Найти в Дзене
Иван Владимиров

Этот гул был эхом света в тоннеле, по которому я летел

Вверх по течению Стикса

Книга погружения

6 часть

Розоватое, набирающее рост солнце поливало огнем убегающие посадки за прямоугольником окна в массивной лакированной раме, наполняя веселой и яростной дробью света пустой отсек вагона – старого, советского, обогретого уютом детских воспоминаний. Когда-то давно такие вагоны возили меня к морю, вынимая почти на три дня из привычной, как бы одномерной реальности в реальность другую: протяженную, живую, ежеминутно меняющую свое содержимое перед взором маленького наблюдателя. Позабытые запахи, звуки, детали обрушились на меня сладкой ностальгической гаммой, в которой, правда, все-таки не хватало одной ноты – того самого ощущения беспричинного счастья, свойственного лишь детству.

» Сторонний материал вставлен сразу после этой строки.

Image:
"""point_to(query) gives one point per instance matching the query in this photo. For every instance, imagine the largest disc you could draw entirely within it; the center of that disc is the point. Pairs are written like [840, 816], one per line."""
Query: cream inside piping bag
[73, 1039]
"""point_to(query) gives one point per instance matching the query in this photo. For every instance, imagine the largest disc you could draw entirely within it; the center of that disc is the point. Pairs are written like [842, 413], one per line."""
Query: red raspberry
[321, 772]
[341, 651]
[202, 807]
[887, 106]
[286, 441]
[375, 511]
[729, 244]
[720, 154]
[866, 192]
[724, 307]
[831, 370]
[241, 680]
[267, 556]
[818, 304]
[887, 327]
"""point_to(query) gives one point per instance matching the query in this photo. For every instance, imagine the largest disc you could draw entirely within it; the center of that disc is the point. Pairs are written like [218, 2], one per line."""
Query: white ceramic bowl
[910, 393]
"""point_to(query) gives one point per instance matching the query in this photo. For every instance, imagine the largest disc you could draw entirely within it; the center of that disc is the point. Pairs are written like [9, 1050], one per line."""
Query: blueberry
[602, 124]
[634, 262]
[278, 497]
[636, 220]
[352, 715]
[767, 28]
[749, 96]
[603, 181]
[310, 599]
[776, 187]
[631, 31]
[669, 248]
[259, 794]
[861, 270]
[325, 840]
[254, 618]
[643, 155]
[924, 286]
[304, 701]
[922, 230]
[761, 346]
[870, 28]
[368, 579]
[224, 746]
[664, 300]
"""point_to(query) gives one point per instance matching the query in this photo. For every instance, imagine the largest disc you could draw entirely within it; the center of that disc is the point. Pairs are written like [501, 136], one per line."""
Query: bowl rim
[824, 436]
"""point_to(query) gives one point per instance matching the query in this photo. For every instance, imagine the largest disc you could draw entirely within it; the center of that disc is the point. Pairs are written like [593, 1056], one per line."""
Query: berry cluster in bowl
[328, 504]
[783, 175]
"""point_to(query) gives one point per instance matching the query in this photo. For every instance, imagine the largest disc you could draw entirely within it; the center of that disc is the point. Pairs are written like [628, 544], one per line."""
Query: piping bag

Я посмотрел в вагонное окно и вдруг вспомнил, как раньше жадно впитывал в себя пролетающие пейзажи и города, потому что мог туда попасть, точнее, не знал, что не могу – в отличие от себя взрослого, безразличного к мелькающим видам, знающего, что вряд ли судьба сложится так, что ей придется переплестись с жизнью, пролегающей за окном. В детстве же каждая станция с длительной стоянкой, на которой я с родителями выходил размяться, была новым миром, слегка приоткрывающим себя и приглашающим стать его обладателем. Как-то на одной из таких привокзальных площадей я позабыл солдатика, и затем весь день думал о его судьбе, о том, что с ним стало и в чьи руки он мог попасть. Я придумал ему целую жизнь, сделав его своим маленьким послом, который теперь связывал меня с исчезнувшим городом, глядевшим навсегда изумленными окнами старого вокзала на проходящие перед ним поезда.

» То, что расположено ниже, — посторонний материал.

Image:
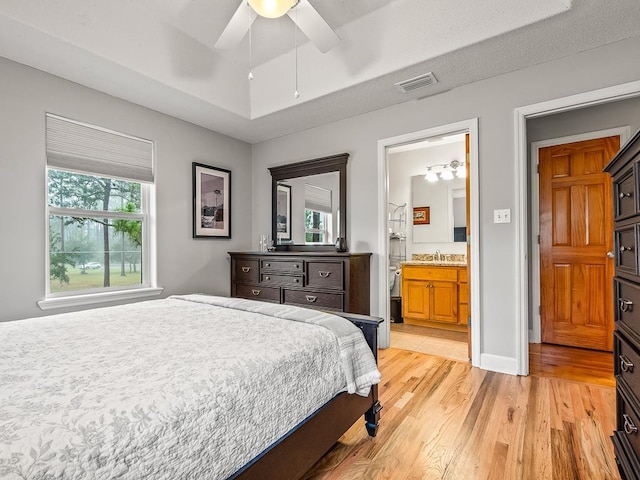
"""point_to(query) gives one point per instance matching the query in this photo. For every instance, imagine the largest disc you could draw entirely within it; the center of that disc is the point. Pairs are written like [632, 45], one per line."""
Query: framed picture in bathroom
[421, 216]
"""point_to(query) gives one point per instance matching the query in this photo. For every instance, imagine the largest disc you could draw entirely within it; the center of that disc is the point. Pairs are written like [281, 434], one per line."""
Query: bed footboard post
[372, 415]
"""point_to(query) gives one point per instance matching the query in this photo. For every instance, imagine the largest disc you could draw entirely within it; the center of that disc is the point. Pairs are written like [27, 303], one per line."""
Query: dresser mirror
[309, 203]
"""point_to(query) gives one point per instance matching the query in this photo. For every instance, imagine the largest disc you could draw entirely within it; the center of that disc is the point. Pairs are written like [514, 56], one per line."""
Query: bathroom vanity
[435, 295]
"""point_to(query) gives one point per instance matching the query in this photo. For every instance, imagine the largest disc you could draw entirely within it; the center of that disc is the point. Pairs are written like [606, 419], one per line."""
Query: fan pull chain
[296, 94]
[250, 76]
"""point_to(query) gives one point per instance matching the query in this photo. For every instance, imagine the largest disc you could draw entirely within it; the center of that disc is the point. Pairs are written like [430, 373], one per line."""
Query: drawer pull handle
[629, 427]
[626, 365]
[625, 305]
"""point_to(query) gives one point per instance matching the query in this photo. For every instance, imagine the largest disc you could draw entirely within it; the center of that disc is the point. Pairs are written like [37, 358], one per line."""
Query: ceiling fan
[300, 11]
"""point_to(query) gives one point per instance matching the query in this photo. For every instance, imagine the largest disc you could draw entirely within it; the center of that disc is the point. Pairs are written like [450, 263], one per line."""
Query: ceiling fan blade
[314, 26]
[237, 27]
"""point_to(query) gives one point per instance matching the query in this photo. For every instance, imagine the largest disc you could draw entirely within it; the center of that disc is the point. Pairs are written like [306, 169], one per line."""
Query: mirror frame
[333, 163]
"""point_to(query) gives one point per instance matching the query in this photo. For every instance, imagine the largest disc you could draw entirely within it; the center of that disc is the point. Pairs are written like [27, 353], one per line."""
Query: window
[317, 214]
[99, 185]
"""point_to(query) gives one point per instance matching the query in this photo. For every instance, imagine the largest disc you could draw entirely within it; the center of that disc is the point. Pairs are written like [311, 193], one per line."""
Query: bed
[190, 386]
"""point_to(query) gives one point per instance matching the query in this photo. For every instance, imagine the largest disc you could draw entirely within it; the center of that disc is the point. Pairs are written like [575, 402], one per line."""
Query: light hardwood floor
[443, 419]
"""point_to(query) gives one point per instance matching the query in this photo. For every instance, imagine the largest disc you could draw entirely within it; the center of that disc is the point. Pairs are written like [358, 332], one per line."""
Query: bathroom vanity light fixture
[446, 171]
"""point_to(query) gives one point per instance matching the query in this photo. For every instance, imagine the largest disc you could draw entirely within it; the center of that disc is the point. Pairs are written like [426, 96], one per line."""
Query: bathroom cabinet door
[430, 300]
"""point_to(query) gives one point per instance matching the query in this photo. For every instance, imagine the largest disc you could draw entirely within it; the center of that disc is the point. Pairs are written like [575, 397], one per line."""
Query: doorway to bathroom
[429, 224]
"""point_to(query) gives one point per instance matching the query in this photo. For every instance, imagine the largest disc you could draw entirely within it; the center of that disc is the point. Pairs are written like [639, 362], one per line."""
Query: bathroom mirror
[446, 200]
[309, 203]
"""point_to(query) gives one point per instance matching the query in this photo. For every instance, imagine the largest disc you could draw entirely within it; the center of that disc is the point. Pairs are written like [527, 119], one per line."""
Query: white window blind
[316, 198]
[85, 148]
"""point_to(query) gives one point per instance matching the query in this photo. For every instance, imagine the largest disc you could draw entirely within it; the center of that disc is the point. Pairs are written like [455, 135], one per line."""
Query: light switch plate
[502, 215]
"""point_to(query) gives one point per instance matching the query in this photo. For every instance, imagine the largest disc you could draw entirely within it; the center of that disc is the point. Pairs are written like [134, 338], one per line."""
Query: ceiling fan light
[272, 8]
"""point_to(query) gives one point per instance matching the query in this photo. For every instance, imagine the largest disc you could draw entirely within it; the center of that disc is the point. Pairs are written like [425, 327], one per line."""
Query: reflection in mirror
[447, 212]
[309, 202]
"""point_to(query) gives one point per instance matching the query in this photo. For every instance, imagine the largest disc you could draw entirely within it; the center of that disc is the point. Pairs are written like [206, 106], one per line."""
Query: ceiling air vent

Мне захотелось встать и осмотреть вагон. Он оказался пуст. Тогда мне пришла в голову мысль разыскать мчащий его локомотив. По-моряцки расставив ноги (вагон заметно покачивало), я пошел в направлении головы поезда.

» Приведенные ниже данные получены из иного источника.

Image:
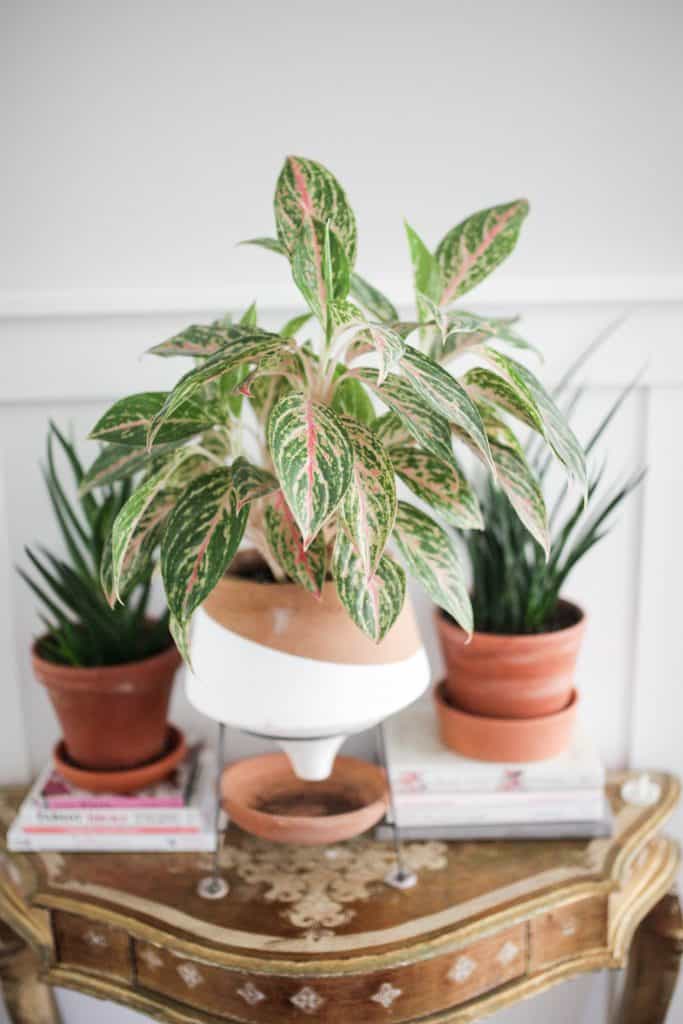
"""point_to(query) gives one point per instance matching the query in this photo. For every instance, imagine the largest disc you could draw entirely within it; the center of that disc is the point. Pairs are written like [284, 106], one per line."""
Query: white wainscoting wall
[68, 366]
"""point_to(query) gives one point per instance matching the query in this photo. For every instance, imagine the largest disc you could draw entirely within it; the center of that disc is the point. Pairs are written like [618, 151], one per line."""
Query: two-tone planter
[510, 697]
[273, 660]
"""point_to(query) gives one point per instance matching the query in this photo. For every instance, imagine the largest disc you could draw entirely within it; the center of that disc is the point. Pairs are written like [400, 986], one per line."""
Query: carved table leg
[28, 999]
[653, 964]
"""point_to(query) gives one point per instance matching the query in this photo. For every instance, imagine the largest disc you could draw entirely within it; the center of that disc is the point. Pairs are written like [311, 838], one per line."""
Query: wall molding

В тамбуре также никого не было, лишь шум колесного хода оказался предсказуемо громче. Шум был слегка странным – чуть более музыкальным, чем ему полагалось быть. Плотная джазовая партия ударных маскировала глубокие как горное озеро басовые ноты, которые исчезали, едва внимание теряло концентрацию. Я открыл дверь в межвагонный переход, и вот уже здесь музыка была чистой и явной.

Никогда мне не приходилось слышать что-то подобное.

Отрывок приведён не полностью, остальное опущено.